TLT v3 fails to train PeopleNet model from ngc

dimakan · June 28, 2021, 1:18pm

Hi
I’m able to run detectnet_v2 without any issue from within conteiner (without tlt wrapper).
Tried to follow the bellow tutorial to train PeopleNet model, as we need person detector and have relativly small amount of data, so perer to start from PeopleNet and not detectnet_v2.
https://developer.nvidia.com/blog/training-custom-pretrained-models-using-tlt/
For detectnet_v2, ngc has resnet34.hdf5, which is in hdf5, but for PeopleNet it’s tlt: tlt_peoplenet_vunpruned_v2.1/resnet34_peoplenet.tlt. Tried v2.1/v2.0, unprunned/prunned with same result of falure.
Command for training inside the container (spec file attached):
detectnet_v2 train -e /workspace/detectnet_v2/specs/peoplenet_train_resnet34_person_kitti.txt -r /workspace/data/detectnet_v2/experiment_dir_unpruned_resnet34_person -k tlt_encode -n peoplenet_resnet34_detector --gpus 1

Tried adding “load_graph: true” to model_config as in retrain config, that acceps .tll, but no luck. got other errors.

tlt.log (62.8 KB)
peoplenet_train_resnet34_person_kitti.txt (2.8 KB)

carolinainmymind · June 29, 2021, 5:11pm

Hey, I had this issue and mine was solved when I deleted the output folder and it’s contents. Left over trash from past attempts to train the net were causing it my case

kayccc · June 29, 2021, 11:19pm

Moving into Transfer Learning Toolkit forum for resolution.

Morganh · June 30, 2021, 2:26am

@dimakan
Please remove the result folder and try again.
Reference: Problem with training peoplenetv2 - #5
DetectNet v2 training error - "ValueError: The zipfile extracted was corrupt. Please check your key "

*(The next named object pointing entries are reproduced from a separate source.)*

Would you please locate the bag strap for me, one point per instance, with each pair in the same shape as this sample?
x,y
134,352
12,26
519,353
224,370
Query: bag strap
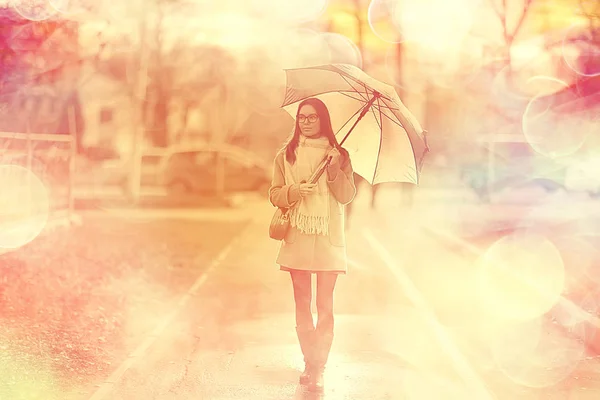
x,y
313,179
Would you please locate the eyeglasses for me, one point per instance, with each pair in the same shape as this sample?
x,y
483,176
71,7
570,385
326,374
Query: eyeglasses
x,y
312,118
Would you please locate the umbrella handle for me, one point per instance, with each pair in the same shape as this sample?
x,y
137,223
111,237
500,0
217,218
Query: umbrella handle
x,y
317,175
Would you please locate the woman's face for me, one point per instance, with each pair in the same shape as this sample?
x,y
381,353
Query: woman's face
x,y
310,125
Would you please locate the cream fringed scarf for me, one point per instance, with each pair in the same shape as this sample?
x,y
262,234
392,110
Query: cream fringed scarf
x,y
311,215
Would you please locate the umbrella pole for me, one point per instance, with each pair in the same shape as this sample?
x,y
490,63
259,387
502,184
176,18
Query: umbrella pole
x,y
364,111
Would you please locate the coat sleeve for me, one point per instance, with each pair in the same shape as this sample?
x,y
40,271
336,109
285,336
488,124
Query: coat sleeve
x,y
280,194
341,182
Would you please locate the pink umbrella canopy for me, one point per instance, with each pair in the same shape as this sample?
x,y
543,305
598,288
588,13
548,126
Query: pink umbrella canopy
x,y
385,141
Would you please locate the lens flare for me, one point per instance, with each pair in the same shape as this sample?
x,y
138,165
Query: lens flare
x,y
304,48
536,354
34,10
289,11
438,26
422,385
74,7
551,129
580,51
521,276
343,50
380,16
24,206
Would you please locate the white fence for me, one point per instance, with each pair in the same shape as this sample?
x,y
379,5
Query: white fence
x,y
51,159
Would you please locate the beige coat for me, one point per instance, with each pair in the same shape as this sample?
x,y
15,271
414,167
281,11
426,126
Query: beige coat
x,y
315,253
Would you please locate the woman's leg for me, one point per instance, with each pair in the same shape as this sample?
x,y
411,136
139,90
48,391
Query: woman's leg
x,y
325,288
301,281
324,331
305,328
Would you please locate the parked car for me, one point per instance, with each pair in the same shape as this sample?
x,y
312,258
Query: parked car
x,y
197,170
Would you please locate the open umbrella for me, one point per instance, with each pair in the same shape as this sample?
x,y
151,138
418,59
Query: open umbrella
x,y
387,142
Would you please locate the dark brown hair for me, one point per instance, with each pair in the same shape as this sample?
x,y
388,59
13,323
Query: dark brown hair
x,y
326,130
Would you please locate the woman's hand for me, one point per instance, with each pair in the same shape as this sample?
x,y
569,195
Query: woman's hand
x,y
307,188
335,156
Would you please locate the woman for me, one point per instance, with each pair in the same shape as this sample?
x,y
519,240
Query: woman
x,y
315,243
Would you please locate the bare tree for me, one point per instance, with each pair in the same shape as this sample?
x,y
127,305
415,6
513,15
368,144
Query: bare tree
x,y
509,34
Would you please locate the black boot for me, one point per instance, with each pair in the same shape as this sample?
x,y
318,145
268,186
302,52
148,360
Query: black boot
x,y
323,344
306,337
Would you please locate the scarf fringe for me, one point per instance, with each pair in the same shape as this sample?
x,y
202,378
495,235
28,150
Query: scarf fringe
x,y
311,216
310,224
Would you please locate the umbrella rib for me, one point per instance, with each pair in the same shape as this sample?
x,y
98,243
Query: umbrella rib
x,y
367,88
349,119
288,99
365,98
354,98
380,139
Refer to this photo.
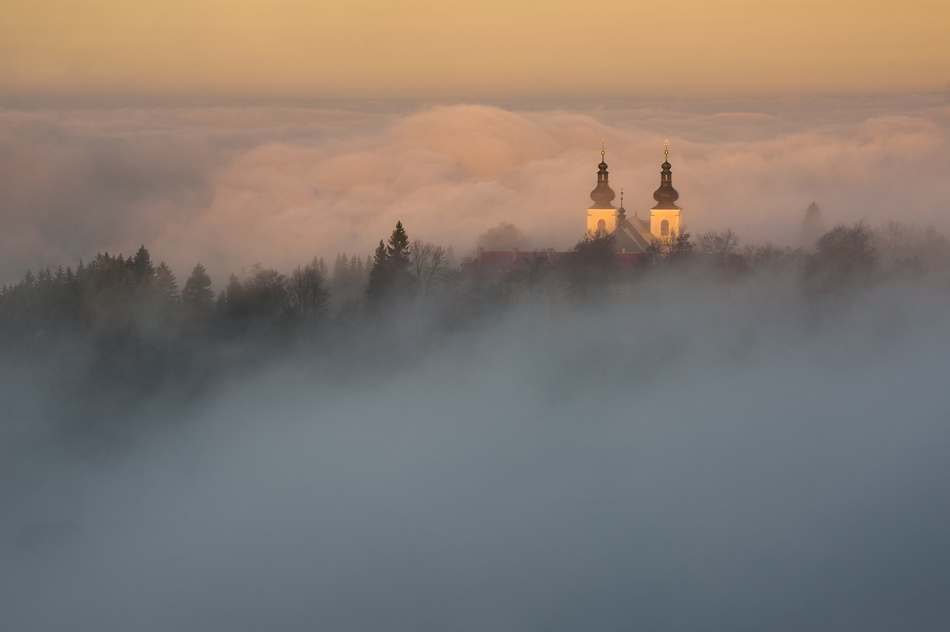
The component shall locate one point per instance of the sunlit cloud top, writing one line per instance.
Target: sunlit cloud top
(454, 49)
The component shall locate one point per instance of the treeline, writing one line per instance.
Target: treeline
(119, 302)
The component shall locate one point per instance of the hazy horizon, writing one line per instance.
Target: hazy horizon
(233, 186)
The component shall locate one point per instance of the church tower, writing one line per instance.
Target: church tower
(665, 218)
(602, 216)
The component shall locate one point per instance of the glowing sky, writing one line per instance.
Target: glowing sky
(437, 49)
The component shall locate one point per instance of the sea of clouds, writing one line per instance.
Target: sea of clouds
(688, 459)
(233, 186)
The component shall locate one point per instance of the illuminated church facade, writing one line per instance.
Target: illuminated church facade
(634, 234)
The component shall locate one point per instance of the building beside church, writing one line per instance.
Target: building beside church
(634, 234)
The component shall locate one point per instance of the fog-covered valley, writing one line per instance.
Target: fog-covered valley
(689, 456)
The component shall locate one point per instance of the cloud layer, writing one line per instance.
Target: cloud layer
(752, 462)
(278, 185)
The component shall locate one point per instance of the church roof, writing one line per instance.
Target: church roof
(632, 235)
(602, 195)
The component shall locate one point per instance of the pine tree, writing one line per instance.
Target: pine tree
(378, 285)
(141, 265)
(166, 285)
(399, 253)
(197, 295)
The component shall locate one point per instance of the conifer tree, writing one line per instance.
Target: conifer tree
(197, 295)
(165, 284)
(400, 265)
(379, 278)
(141, 265)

dimakan · June 30, 2021, 3:30am

Hi Morgan,
As you can see in the screenshoot of error, I did the rm of the folder.
BUT, it was the wrong one!
No idea how I missed it, as I’m aware of this tlt limitation :(

Thank you and Carolina!

system · August 29, 2021, 4:50am

This topic was automatically closed 60 days after the last reply. New replies are no longer allowed.